I have one rat due to personal reasons and she is very social and understands the eee rather well... I don't think I am being cruel.


----------



## Simisama (May 11, 2010)

But think of the 8 hours when you're asleep, and the 6 hours while you're at school or work. Then, if you play with her for maybe 2 hours, what about all the other hours while you're errands or doing something else? She just gets to sit in her cage that whole time. Plus rats who have a playmate are much less stressed, They also have less health problems and are much more sociable with their owners. Also, rats need another rat to keep them warm while sleeping. All in all, I understand your intentions are good, but Topanga _needs_ another rat in her cage.


----------



## Miss_Jackie (May 16, 2010)

Simisama said:


> But think of the 8 hours when you're asleep, and the 6 hours while you're at school or work. Then, if you play with her for maybe 2 hours, what about all the other hours while you're errands or doing something else? She just gets to sit in her cage that whole time. Plus rats who have a playmate are much less stressed, They also have less health problems and are much more sociable with their owners. Also, rats need another rat to keep them warm while sleeping. All in all, I understand your intentions are good, but Topanga _needs_ another rat in her cage.

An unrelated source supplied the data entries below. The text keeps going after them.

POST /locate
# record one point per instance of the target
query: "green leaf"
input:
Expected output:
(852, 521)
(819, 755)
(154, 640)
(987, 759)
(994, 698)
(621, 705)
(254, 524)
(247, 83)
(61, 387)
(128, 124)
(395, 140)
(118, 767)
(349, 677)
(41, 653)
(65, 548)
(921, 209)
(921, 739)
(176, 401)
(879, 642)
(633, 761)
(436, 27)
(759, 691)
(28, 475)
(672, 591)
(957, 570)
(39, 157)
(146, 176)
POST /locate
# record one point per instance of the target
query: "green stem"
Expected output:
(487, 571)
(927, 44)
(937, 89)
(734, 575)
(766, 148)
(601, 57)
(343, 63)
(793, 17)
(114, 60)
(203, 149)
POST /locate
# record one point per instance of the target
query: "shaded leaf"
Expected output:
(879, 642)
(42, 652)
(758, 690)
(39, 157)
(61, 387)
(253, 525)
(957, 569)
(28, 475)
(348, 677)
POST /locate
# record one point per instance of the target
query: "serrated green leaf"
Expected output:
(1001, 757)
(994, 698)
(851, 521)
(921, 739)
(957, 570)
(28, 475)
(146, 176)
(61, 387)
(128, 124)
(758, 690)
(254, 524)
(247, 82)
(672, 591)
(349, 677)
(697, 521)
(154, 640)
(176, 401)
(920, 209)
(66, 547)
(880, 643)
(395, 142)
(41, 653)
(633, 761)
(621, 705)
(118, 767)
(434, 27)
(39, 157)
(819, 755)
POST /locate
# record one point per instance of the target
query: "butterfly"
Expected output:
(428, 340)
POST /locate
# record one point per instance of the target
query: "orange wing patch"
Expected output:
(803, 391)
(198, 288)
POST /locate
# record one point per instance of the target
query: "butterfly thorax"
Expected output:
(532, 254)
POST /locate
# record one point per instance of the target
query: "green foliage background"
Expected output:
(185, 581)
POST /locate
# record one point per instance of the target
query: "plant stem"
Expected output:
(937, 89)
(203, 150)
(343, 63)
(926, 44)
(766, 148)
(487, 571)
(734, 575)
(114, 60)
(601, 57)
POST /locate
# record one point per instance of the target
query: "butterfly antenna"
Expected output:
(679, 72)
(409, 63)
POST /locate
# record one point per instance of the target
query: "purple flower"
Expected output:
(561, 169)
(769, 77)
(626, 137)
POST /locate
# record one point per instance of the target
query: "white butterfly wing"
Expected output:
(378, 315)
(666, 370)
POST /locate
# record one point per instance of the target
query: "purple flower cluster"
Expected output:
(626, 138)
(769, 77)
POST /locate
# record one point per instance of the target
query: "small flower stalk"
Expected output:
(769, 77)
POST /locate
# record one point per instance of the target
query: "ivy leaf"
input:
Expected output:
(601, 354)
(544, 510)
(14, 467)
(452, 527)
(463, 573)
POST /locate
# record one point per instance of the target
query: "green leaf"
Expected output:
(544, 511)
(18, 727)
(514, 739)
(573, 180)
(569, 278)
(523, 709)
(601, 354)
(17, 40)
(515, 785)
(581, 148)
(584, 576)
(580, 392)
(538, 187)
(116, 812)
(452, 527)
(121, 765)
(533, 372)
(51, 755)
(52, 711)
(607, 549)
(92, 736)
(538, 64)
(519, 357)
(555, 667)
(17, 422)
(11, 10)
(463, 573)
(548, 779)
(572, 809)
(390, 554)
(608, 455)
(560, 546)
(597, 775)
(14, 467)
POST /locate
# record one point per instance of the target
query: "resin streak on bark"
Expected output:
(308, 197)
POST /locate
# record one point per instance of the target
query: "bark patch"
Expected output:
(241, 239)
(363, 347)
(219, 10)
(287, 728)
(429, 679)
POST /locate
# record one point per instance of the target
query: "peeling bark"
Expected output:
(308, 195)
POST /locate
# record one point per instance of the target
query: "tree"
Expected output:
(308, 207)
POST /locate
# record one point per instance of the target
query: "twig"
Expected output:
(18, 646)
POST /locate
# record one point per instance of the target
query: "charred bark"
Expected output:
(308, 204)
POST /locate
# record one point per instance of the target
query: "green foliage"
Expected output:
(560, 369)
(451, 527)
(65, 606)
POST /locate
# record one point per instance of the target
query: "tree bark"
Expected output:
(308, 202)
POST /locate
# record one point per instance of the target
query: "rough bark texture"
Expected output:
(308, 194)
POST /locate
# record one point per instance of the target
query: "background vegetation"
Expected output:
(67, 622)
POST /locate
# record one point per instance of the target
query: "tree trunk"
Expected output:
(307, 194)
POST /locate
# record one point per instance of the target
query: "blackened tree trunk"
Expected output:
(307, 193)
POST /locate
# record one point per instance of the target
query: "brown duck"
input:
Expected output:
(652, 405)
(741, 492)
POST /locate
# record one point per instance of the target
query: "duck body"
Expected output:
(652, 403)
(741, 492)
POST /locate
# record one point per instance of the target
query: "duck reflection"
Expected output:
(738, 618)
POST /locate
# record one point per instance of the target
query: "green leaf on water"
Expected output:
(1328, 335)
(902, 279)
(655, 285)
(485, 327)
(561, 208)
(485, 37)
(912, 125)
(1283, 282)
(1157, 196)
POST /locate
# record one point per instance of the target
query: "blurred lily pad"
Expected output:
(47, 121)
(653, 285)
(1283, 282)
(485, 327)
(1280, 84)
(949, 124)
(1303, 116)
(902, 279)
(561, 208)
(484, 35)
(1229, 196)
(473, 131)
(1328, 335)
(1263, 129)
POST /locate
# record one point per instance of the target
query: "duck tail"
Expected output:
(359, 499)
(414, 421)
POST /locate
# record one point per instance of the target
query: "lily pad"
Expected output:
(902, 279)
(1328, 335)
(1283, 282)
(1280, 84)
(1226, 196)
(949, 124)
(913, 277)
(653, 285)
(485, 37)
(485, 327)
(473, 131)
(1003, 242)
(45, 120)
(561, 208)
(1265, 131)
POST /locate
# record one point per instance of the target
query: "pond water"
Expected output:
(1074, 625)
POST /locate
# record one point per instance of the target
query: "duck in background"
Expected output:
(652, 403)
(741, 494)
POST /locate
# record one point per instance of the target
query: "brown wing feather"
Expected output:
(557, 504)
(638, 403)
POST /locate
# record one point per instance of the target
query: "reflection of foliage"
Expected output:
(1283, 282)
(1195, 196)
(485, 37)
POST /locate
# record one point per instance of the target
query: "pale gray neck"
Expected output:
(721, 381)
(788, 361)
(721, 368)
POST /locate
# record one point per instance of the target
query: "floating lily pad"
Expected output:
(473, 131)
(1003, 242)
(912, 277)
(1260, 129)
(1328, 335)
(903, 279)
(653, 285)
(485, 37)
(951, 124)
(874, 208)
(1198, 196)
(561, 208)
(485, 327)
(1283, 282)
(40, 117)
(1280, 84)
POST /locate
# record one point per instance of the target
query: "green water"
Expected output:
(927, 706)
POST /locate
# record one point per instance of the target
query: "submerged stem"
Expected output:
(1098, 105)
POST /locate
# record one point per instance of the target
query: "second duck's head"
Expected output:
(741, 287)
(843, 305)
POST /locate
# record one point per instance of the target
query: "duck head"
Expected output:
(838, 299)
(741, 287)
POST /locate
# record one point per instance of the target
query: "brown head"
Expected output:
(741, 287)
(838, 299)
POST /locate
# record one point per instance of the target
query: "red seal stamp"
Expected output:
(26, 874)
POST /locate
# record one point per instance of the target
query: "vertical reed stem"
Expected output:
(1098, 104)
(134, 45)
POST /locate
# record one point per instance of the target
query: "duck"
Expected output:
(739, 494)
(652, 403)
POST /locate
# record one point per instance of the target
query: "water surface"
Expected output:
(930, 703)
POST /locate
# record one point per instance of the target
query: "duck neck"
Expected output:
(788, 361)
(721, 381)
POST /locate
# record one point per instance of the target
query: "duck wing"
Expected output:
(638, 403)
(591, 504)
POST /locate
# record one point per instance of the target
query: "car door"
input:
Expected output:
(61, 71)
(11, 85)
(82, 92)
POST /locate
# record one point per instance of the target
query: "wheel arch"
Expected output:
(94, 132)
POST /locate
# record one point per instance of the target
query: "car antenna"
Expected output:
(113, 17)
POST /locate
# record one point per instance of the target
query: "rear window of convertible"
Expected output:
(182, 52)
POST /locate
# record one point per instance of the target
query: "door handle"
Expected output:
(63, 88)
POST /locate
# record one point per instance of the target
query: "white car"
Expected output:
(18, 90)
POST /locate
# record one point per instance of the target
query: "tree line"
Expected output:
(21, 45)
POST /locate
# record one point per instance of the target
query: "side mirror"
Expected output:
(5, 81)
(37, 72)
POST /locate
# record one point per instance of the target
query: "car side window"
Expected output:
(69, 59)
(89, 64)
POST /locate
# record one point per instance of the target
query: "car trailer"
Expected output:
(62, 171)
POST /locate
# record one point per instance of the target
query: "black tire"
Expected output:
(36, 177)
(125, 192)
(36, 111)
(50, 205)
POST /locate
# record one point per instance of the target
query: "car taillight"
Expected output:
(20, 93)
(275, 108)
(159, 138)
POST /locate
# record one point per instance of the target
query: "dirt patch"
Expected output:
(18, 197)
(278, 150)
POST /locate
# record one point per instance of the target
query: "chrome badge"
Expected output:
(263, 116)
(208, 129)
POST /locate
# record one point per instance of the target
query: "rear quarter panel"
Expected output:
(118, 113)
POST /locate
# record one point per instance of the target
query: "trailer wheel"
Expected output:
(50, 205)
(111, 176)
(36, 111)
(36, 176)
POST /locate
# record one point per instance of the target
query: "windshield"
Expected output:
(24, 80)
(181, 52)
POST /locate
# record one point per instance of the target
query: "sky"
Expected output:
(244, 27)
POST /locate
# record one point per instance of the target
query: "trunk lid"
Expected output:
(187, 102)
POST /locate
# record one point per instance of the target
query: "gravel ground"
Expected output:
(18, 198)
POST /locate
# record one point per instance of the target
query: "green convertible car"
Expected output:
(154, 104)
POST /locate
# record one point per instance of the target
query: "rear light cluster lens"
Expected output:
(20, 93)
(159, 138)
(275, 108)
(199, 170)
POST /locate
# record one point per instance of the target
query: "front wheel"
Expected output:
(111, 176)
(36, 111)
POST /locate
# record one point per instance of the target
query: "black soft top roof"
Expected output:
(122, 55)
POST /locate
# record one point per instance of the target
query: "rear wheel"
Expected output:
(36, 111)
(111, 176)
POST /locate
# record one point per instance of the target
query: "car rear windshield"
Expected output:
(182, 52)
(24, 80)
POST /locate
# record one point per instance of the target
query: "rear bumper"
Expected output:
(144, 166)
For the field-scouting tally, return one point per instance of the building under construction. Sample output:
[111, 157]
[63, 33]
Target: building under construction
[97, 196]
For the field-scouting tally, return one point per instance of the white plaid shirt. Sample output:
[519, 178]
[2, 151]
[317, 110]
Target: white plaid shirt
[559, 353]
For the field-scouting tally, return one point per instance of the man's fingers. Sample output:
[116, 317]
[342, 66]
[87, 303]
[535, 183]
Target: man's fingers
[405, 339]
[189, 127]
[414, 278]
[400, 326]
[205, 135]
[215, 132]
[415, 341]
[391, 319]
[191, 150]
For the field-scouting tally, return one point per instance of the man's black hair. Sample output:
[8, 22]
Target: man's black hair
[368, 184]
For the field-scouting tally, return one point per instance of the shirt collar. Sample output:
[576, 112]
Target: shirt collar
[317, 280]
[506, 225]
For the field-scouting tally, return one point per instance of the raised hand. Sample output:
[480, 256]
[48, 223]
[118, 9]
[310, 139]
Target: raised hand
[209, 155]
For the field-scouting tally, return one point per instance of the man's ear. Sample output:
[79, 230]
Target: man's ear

She is out of her cage from 9am-12pm, then she sleep until I get home at 3 and is out of her cage up until my bedtime which is around 1am or 2am so she doesn't spend that much time in her cage. But since I am losing my job and won't have a way to provide for another animal I can't get another at this time. My parents will be taking care of both of my animals plus their 2 horses, 3 rabbits, and 5 five dogs. I would be cruel of me to get another animal knowing I couldn't take care of it. So like I said because of personal reasons I am not cruel and my rat is happy and not depressed. If anyone on here wants to think I am mean fine, that is your choice. I don't abuse my animals in any way and since no one REALLY knows what is going on in my life to tell me if I am cruel or not.


----------



## PixieRei (May 22, 2010)

chill, everyone is entitled to an opinion


----------



## Simisama (May 11, 2010)

I'm sorry if I came across as rude. There was no way I could have known about your personal reasons for only having one rat, and I was just trying to help. And no, I do not think you're a cruel person. I was just trying to put more options out there for you which I now know you cannot act on.


----------



## PixieRei (May 22, 2010)

I do have to say that, in my opinion, getting a lone rat isn't fair. But as long as you are doing everything for that rat to keep them entertained, then great. I would suggest, as soon as you can afford it, please consider getting another rat, or maybe even 2- so then if you have one rat out of the cage for 1-on-1 time, there is always 2 left to play in the cage. And if something happened to one rat, the others will not be left alone. Not much in the way of maintenance changes with more than one rat, but understandably money could be an issue. So if you ever find yourself in a position where you are financially stable enough, please at least consider it.


----------



## yunafonfabre (May 31, 2010)

On the original topic -- sometimes one of my girls will walk up to me, open her mouth and place her mouth/teeth around my finger, applying NO pressure. It doesn't hurt in the slightest and it seems to be a gesture of curiosity; the more social girls follow it up by licking, the others then take my finger in their hands.

I've assumed so far that they're attempting to investigate -- the girl who does this the most is ruby-eyed, so she can't see too well. Is this a behavior I need to stop or can I just let them keep doing it?


----------



## PixieRei (May 22, 2010)

I've never experienced that before, but I don't think it seems like something to worry about. I suppose it would come down to personal preference- if you don't like it when she does it, then you could train her to stop. But if you don't mind, then I guess its ok ^_^


----------